Opinion

Gerding: Rocking with the boomer pension crowd at Prospera Place

It was geriatric night at Prospera Place last Saturday night as three musical blasts from the past took the stage “for one last time,” to quote a lyric from one of the band’s hit songs.

Journey was the headliner, backed up by Loverboy and Night Ranger, and there wasn’t a person in the house under the age of 25, except for the odd youngster there with their parents.

The aging baby boomers on the audience were closer to being pensioned off than to the era when those bands dominated the FM airwaves.

That’s not a knock on Kelowna audiences, just a reflection of the demographics here. For the last decade, classic rock bands and singers performing at Prospera Place have included the likes of Rod Stewart, Moody Blues, Elton John, Def Leppard, Journey, Billy Idol, John Cougar Mellencamp, John Fogerty, etc.

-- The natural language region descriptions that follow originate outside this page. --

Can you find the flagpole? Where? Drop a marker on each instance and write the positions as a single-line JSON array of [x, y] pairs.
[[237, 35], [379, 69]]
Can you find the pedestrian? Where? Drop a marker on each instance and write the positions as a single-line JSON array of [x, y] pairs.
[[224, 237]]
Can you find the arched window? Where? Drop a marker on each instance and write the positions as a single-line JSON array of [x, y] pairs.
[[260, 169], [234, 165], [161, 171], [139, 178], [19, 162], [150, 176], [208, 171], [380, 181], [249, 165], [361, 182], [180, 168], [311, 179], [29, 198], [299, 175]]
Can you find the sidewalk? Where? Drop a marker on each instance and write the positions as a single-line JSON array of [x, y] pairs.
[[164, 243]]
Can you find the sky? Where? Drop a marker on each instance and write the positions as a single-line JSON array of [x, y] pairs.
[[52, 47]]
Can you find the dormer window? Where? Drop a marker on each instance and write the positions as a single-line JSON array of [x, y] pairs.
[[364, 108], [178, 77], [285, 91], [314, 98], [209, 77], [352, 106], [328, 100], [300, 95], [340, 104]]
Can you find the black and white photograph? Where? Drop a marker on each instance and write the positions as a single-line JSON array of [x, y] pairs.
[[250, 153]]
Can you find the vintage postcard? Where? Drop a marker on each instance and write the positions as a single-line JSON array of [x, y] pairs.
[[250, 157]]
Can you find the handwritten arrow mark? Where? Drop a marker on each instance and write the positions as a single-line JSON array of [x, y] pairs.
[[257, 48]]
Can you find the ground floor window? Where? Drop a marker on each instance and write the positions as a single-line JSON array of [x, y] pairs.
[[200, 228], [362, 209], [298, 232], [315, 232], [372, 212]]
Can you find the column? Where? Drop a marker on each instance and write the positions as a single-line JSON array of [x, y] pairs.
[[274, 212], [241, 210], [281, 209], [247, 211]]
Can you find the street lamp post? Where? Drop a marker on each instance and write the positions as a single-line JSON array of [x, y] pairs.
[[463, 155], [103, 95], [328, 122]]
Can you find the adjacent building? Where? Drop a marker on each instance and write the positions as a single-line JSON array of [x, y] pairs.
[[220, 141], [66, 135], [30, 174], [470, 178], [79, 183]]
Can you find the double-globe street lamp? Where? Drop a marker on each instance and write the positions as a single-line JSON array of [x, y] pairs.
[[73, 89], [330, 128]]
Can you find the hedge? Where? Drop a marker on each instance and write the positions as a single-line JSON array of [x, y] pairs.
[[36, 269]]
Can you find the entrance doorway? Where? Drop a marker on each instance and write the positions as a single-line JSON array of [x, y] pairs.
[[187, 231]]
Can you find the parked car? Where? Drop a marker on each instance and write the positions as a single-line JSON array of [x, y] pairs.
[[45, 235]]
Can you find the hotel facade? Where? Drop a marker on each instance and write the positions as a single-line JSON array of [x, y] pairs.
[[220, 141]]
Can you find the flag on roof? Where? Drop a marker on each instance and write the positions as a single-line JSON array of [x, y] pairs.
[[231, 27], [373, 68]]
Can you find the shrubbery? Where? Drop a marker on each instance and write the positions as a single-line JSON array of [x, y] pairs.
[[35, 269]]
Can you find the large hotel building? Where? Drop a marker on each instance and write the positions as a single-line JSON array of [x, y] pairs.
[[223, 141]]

They make a point of stopping for concert gigs in the Okanagan to help top up their retirement incomes on their old hits. And it’s not much different in Vancouver, either. I was at a Madonna concert in Vancouver at Rogers Arena, and the old folks were dominant in the crowd that night as well.

She made us wait for two hours from her scheduled 8 p.m. show time start, effectively zapping the energy out of her older audience. Many people were checking their watch as it neared 11 p.m. Thinking it was time to get home to bed.

Fortunately last Saturday, all the bands hit their time marks, so the evening didn’t drag on, although a few audience members tried to slip out early, I guess to beat the traffic. Night Ranger was the opening act, and they actually started early as we could hear their opening song while walking down Ellis towards the arena.

But as you gazed around at the audience on Saturday, it reminded me of what a unique musical generation we oldtimers, whether genuine or living in denial, have been fortunate to live through. The music survives.

To put that in perspective, think of older teenagers or those in their 20s, what they have to listen to now. Will any of that music still be prevalent in their lives when they are in their 50s or 60s. Does anyone remember ‘Hammer time” in the early ’90s? Do you think a concert promoter today could assemble MC Hammer and two or three other music stars from that era and put together a 40-plus date tour and charge $99 a ticket to see them? Not likely.

There were some magical moments on Saturday when the audience in helping the band sing some of the popular tune choruses. Still, I wondered about those enthusiastic boyfriends/husbands who stood up, pounding their fist in the air, singing to Loverboy’s signature hit Turn Me Loose, if their wives/girlfriends actually stopped to think what the lyrics to that song actually mean.

Or using a cell phone instead of a lighter when the arena is darkened for the power ballad numbers.

Still, make fun of us if you will, but my generation really is the lucky one.